The astronomy predilection helps explain the title of the show—and way of thinking about the rather odd-looking photos—as “Little Planets.” Photos in the round, as it were. Three-hundred-and-sixty-degree panorama views of local region scenes and features—architecture and artifacts and landscape—around a central circular area that can look more like a sphere than a circle. Views created by an elaborate sequence of in-camera photographic and in-studio editing processes.
A possibly more timely pertinent astronomy reference would be to the solar eclipse. The fringe of imagery of note in the photos—the architecture and artifacts and landscape—radiating outward from around the less conspicuous central circular area—recalls the stunning images of the total and near-total recent eclipse, described variously as “ring of fire,” or “diamond ring effect,” or “Baily’s beads.”
Or in some cases radiating inward. Centripetal versus centrifugal. In these cases, the sky is at the center of the photo, whereas in the radiating outward examples, the center is a portion of earth. Or water, or ice, in some waterfront scenario photos.
Witkowski the photographer has been previously best known for his waterfront industrial photos, including documentation of the final work assignment of the last of the “scoopers,” who unloaded grain from lake ships before that job was eliminated by automation. He retains his attraction to waterfront industry, however. Several of the current works feature looming grain elevator silos and dock apparatus—cranes and the like—but it would take a waterfront denizen of many years standing to positively identify most of the subject matter, given the skewed perspectives and radial distortions of the process. Which are part of the appeal of these photos. Part of the fun is the puzzle.
An equal or greater part is the sheer beauty of the photos. Two of the most beautiful are of the same subject, the Henry Hobson Richardson building and environs on Forest Avenue. Winter scenes in both cases. One radiating inward—gothic towers and gothic trees looming from opposite sides of a circular arena, vying for prominence against a turbulent gray sky threatening storm—and one radiating out—the Richardson towers building clearly dominant in this one, atop what looks like an enormous snowy pearl.
Winter settings help. Snow cover erasing what otherwise might be an overload of visual information, particularly in the industrial environments. One conundrum photo shows curved lines of railroad tracks and trackside dried grasses poking through snow cover, all in all as if embracing a distant prospect of grain elevators and associated structures. A little bit like looking through a telescope from the wrong end. Witkowski calls it a magnetic fields effect.

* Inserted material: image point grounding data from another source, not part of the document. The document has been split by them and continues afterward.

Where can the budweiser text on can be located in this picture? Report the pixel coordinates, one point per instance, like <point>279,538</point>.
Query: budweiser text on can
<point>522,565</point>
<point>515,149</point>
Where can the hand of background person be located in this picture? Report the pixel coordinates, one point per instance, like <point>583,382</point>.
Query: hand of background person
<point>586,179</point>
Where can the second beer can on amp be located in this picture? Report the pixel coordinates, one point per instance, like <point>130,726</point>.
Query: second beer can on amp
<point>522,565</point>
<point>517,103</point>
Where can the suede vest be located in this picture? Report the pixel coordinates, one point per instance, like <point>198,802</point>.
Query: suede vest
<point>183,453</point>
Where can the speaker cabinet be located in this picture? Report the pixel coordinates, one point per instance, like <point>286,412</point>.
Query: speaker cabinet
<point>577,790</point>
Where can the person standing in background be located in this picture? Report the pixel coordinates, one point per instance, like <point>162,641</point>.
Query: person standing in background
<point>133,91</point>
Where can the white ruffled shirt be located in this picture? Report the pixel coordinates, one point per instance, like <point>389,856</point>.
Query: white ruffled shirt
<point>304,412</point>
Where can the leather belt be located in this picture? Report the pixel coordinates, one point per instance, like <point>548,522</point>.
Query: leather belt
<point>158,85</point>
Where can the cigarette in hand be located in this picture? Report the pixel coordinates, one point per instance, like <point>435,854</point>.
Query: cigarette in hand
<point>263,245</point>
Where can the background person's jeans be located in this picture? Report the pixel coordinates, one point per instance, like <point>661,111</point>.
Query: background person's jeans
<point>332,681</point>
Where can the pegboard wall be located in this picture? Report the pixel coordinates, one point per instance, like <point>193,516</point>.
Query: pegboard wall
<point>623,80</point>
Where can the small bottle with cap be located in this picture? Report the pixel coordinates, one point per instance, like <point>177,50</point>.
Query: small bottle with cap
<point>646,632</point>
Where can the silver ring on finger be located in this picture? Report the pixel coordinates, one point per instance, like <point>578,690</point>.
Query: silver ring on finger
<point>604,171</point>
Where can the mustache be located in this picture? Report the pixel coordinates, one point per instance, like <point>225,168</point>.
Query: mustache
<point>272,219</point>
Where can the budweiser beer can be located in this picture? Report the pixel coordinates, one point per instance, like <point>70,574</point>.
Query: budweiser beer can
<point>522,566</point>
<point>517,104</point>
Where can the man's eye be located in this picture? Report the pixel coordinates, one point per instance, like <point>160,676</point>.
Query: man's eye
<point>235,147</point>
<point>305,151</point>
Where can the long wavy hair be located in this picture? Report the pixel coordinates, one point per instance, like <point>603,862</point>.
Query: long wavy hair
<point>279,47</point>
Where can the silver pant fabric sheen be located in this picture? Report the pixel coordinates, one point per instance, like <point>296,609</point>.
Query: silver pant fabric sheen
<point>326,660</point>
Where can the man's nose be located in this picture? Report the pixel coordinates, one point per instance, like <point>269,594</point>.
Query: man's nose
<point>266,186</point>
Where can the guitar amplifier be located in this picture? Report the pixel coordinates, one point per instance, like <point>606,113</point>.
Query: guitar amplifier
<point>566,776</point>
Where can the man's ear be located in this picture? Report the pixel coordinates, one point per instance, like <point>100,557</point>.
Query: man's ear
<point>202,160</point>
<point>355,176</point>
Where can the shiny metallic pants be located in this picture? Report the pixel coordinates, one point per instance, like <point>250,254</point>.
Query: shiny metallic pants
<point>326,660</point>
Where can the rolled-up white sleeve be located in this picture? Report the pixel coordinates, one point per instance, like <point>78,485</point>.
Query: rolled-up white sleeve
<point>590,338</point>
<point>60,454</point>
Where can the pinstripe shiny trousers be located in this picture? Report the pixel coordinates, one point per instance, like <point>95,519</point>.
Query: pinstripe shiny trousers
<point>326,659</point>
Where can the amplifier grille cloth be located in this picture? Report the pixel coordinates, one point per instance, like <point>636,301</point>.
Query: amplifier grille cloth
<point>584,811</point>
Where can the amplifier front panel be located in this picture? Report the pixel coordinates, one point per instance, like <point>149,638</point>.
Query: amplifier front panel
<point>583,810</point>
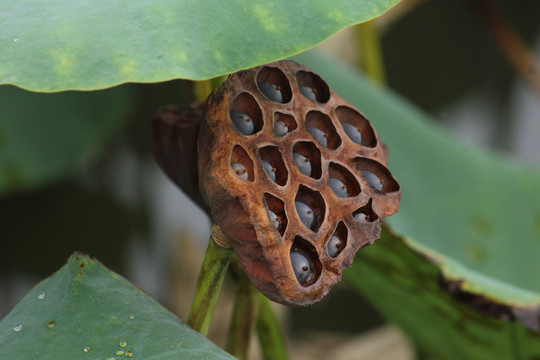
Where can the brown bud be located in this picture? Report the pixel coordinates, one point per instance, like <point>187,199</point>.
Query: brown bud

A straight frontal but circularly distorted view of the botanical gardens main building in winter gives something of the sense of the Taj Mahal. (Not that the botanical gardens building isn’t magnificent in its own right, but now transformed into a magical castle. Something out of the Arabian Nights.)
In his artist’s statement, he briefly explains his process. Using a wide-angle lens and the camera aimed at the horizon, turning in a circle, he takes about 35 pictures that are then overlapped and manipulated in Photoshop to achieve a single picture wrapped in a circle, and seamless, and just the way he wants it, earth in the middle and sky outside the main subject matter ring, or vice-versa.
The “Little Planets” exhibit continues through September 17.